Several years ago, I received a humorous e-mail titled "How to Argue Effectively," in which the author recommended making up figures, using impressive-sounding Latin phrases, and responding with pseudo-intellectual questions (demanding to know your opponent's parameters, for example). If, however, these tactics proved ineffectual, the author suggested bringing out the big guns. No matter what your opponent's argument was, he wrote, the best response was to insist that it sounded suspiciously like something Hitler would say.

In the context of that e-mail, it was all very funny, but when the comparison to some unspeakable villain is made in real life, it's a very serious matter. Unfortunately, that ploy is something we've seen a lot of in the last few years.

Back in 1995, during debates on the Contract With America, Rep. John Lewis compared members of the opposite party to the Nazis while shouting on the House floor about federal spending. Later that year, Rep. William Clay equated the other party's policy positions with Hitler's propaganda machine--during a debate on welfare reform. And in a House Ways & Means Committee debate around the same time, Rep. Charles Rangel applied the Nazi label to one of his colleagues on the committee.

Jesse Jackson
Jackson

More recently, Jesse Jackson accused President Bush of winning the election by using Nazi tactics, and earlier this year, NAACP Chairman Julian Bond said that the President had selected nominees to posts in his administration "from the Taliban wing of American politics"--a comment he made when its murderous policies and ties to terrorists like Osama bin Laden were already well known.

Now, none of these people saw the Holocaust or the atrocities of the Nazi regime firsthand, and Mr. Bond wasn't in Afghanistan when the Taliban shot about 300 men and boys a month before he spoke. Even so, most people would have no trouble recognizing the impropriety of those remarks. But, extending the benefit of the doubt, perhaps it was that ignorance -- at least in part -- which led them to make those truly asinine comments.

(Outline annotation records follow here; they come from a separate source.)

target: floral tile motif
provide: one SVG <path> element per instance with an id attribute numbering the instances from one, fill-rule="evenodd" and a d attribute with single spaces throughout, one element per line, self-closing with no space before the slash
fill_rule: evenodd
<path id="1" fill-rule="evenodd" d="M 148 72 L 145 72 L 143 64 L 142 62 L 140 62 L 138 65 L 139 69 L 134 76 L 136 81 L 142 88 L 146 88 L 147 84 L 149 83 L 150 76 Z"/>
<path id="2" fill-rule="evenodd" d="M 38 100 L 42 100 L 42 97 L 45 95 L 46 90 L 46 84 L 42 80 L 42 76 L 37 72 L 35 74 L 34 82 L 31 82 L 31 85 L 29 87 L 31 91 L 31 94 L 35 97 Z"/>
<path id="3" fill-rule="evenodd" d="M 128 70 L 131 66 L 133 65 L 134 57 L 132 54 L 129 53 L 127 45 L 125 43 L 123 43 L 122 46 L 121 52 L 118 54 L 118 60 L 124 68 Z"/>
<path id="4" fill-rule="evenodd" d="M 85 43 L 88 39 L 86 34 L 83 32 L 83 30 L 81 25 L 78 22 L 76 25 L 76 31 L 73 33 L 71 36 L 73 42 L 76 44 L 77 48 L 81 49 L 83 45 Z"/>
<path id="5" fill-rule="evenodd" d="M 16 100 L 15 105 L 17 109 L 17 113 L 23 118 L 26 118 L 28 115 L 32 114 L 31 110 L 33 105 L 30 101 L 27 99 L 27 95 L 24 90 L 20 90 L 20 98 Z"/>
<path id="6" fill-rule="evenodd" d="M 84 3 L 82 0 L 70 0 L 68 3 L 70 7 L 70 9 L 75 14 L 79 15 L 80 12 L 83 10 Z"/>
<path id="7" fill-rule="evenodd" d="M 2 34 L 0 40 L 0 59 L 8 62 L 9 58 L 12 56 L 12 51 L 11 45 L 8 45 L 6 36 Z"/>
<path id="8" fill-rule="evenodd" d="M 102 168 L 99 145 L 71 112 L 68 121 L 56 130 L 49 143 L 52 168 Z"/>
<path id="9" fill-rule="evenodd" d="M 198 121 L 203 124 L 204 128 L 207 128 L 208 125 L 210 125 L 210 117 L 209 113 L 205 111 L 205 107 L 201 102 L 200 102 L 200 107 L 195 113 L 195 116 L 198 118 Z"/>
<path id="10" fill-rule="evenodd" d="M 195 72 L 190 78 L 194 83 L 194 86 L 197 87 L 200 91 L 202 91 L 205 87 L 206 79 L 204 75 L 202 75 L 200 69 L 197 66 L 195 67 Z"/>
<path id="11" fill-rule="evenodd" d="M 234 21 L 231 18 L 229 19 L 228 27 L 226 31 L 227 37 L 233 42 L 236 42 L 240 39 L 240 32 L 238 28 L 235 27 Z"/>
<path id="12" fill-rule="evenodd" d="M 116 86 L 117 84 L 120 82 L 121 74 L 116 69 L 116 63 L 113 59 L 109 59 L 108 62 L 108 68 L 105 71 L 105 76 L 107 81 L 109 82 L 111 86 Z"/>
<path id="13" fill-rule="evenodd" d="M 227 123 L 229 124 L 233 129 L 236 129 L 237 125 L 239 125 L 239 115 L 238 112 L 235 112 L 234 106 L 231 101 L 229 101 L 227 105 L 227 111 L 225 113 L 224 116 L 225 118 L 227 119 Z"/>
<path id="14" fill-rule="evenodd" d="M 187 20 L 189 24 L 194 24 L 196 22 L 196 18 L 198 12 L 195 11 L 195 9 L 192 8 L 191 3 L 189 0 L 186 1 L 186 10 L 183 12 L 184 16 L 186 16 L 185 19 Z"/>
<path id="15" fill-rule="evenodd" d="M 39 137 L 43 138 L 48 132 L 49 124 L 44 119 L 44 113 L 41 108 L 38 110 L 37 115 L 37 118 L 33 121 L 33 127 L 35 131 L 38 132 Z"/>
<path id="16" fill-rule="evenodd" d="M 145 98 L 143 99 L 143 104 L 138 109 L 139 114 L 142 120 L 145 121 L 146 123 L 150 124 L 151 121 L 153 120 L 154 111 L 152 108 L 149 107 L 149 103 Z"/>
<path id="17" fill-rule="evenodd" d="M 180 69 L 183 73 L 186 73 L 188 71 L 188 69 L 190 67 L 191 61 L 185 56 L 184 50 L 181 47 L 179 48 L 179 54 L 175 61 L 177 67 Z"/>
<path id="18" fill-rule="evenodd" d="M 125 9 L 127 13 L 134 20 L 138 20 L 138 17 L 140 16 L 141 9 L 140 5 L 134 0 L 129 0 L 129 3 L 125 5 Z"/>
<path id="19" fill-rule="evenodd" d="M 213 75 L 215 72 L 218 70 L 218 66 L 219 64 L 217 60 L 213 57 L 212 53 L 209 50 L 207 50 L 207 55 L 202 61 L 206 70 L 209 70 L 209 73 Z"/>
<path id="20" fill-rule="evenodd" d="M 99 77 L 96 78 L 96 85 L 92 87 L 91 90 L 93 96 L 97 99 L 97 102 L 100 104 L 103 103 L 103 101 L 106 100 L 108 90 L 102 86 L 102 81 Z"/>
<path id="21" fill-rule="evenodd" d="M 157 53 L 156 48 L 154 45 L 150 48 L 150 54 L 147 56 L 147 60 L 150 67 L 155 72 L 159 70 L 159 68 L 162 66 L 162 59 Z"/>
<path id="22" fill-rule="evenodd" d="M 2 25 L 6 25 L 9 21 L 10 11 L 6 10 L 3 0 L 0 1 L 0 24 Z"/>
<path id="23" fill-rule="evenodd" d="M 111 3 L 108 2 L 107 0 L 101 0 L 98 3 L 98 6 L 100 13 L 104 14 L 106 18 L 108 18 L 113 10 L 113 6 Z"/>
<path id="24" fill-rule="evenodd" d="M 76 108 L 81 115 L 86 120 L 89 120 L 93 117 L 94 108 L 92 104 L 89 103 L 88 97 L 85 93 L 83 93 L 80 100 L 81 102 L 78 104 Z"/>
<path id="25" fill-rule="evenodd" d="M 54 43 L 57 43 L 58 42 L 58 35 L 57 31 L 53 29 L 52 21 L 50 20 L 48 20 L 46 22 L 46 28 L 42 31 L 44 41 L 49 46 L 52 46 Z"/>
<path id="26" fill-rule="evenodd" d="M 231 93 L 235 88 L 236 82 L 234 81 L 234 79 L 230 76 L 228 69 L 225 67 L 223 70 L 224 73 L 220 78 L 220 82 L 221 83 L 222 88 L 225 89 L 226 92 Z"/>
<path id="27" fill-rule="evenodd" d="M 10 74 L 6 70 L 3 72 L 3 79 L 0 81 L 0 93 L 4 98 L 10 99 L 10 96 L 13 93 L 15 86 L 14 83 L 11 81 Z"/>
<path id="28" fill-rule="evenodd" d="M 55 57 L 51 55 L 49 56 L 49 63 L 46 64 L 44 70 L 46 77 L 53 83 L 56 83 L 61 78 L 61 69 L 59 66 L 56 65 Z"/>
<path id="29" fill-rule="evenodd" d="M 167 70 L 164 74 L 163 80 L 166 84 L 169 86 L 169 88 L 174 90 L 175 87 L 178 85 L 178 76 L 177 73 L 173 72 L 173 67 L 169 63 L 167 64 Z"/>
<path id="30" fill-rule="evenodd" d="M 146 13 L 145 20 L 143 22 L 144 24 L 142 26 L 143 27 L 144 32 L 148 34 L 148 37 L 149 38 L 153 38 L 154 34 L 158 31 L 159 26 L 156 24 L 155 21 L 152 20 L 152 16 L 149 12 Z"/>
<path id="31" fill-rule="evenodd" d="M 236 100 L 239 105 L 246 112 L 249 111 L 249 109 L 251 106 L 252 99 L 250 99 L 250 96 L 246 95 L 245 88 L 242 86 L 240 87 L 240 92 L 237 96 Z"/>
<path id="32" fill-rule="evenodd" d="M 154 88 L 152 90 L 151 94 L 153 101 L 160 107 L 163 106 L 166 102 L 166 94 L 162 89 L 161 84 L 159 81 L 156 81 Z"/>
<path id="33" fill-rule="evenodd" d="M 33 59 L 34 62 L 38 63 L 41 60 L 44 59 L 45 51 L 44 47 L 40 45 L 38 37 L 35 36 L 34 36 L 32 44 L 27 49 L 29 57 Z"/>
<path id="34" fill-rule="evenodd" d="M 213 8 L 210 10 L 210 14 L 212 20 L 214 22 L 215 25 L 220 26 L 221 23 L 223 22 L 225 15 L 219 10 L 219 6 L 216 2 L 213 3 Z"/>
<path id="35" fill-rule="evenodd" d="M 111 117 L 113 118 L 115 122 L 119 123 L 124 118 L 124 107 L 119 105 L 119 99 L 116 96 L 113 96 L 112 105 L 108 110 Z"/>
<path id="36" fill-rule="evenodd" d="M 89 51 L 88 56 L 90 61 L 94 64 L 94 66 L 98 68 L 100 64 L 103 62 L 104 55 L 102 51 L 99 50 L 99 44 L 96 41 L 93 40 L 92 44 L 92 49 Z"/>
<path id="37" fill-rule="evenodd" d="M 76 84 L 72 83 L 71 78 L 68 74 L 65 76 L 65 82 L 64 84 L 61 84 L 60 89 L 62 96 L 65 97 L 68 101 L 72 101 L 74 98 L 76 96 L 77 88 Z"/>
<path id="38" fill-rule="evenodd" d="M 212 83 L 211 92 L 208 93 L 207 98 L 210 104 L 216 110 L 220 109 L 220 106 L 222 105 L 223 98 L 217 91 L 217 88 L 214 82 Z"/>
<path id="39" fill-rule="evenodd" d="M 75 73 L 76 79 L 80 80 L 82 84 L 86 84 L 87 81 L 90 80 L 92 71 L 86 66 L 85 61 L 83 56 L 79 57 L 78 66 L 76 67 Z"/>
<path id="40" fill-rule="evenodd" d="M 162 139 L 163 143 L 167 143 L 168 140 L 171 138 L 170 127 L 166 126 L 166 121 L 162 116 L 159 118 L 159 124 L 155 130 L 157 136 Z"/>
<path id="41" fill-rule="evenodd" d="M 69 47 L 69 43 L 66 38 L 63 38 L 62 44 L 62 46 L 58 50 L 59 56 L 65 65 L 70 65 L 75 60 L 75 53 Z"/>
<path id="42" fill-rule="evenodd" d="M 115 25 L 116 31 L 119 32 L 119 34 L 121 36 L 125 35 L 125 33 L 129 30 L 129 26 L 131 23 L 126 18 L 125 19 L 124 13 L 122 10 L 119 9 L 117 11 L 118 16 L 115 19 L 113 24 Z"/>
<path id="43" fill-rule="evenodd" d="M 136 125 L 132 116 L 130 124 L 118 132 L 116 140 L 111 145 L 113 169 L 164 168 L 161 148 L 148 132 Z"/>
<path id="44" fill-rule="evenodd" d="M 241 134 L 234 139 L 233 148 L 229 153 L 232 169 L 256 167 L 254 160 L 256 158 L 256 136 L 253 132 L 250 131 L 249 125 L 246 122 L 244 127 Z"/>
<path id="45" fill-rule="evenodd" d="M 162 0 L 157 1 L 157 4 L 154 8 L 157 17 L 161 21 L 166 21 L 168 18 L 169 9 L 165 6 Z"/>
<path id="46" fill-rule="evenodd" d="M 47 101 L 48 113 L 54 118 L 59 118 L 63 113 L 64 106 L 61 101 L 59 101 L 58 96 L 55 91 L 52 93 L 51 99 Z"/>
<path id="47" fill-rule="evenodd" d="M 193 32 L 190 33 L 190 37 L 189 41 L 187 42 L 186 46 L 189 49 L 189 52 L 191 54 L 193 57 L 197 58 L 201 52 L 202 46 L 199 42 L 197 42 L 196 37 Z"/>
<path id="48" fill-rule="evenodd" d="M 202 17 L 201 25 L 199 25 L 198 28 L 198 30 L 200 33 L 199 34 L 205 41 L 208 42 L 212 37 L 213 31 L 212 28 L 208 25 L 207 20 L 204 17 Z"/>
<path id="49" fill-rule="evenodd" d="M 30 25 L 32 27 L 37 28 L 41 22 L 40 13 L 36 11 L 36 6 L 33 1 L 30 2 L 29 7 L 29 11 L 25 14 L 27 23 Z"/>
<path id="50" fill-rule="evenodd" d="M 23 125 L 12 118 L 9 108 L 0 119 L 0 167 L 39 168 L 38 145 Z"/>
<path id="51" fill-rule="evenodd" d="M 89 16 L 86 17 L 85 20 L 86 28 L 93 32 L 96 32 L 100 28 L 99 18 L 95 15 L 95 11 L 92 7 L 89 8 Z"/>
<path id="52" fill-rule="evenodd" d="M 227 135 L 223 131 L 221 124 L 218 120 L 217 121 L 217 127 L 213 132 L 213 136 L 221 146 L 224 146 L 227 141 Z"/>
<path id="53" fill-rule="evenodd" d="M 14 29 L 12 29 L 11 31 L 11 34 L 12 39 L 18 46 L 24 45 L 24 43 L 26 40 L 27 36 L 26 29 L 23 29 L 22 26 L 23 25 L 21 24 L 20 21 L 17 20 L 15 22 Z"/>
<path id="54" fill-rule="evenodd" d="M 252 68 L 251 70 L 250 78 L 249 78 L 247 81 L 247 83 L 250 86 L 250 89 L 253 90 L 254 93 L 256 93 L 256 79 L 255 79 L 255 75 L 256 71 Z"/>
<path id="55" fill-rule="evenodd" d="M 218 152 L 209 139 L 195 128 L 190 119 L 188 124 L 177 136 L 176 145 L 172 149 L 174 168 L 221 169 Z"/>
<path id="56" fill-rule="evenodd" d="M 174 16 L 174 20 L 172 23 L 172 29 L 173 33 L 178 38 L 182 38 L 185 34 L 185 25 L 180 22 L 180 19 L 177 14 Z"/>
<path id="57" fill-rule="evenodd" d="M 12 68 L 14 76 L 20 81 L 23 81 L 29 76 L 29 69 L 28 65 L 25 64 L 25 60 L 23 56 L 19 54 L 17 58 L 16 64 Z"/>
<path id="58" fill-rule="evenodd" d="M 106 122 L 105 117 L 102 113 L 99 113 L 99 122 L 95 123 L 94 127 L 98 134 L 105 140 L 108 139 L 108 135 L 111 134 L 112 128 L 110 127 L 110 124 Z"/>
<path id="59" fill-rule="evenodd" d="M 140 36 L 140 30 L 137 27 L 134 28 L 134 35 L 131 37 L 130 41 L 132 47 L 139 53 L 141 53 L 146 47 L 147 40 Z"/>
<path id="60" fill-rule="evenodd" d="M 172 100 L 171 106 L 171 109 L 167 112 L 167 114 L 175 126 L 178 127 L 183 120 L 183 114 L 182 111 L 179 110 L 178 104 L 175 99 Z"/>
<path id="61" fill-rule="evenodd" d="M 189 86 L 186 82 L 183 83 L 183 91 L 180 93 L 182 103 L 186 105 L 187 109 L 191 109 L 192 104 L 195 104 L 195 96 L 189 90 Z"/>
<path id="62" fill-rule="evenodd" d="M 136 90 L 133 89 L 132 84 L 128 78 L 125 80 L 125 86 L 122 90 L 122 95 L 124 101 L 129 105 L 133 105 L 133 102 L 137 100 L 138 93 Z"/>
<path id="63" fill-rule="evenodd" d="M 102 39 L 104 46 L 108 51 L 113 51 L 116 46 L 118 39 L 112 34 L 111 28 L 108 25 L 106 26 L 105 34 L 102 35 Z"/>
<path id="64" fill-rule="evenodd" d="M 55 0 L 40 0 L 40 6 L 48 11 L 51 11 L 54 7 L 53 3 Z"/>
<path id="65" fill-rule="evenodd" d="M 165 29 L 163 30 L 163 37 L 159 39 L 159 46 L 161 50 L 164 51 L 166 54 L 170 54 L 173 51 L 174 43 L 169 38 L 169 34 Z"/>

Things are different now. Just three weeks ago, we saw the mass murder of thousands of people committed right before our eyes on television . . . the work of terrorists apparently aided and abetted by the Taliban.

Hopefully, reality has set in for those inclined to make those reckless and irresponsible comparisons. It's one thing to support someone who commits the acts of September 11th, and it's another thing entirely to disagree with someone about drilling in Alaska. Federalism. Welfare reform. Or a judicial nominee's qualifications.

I hope that the next time someone -- Mr. Bond or anyone else -- decides to use this ploy in real life, he will stop to consider the meaning of what he is saying, remember what mass murderers and their supporters really do . . . and kindly, wisely, be silent.

John Nowacki is deputy director of the Free Congress Foundation's Center for Law and Democracy.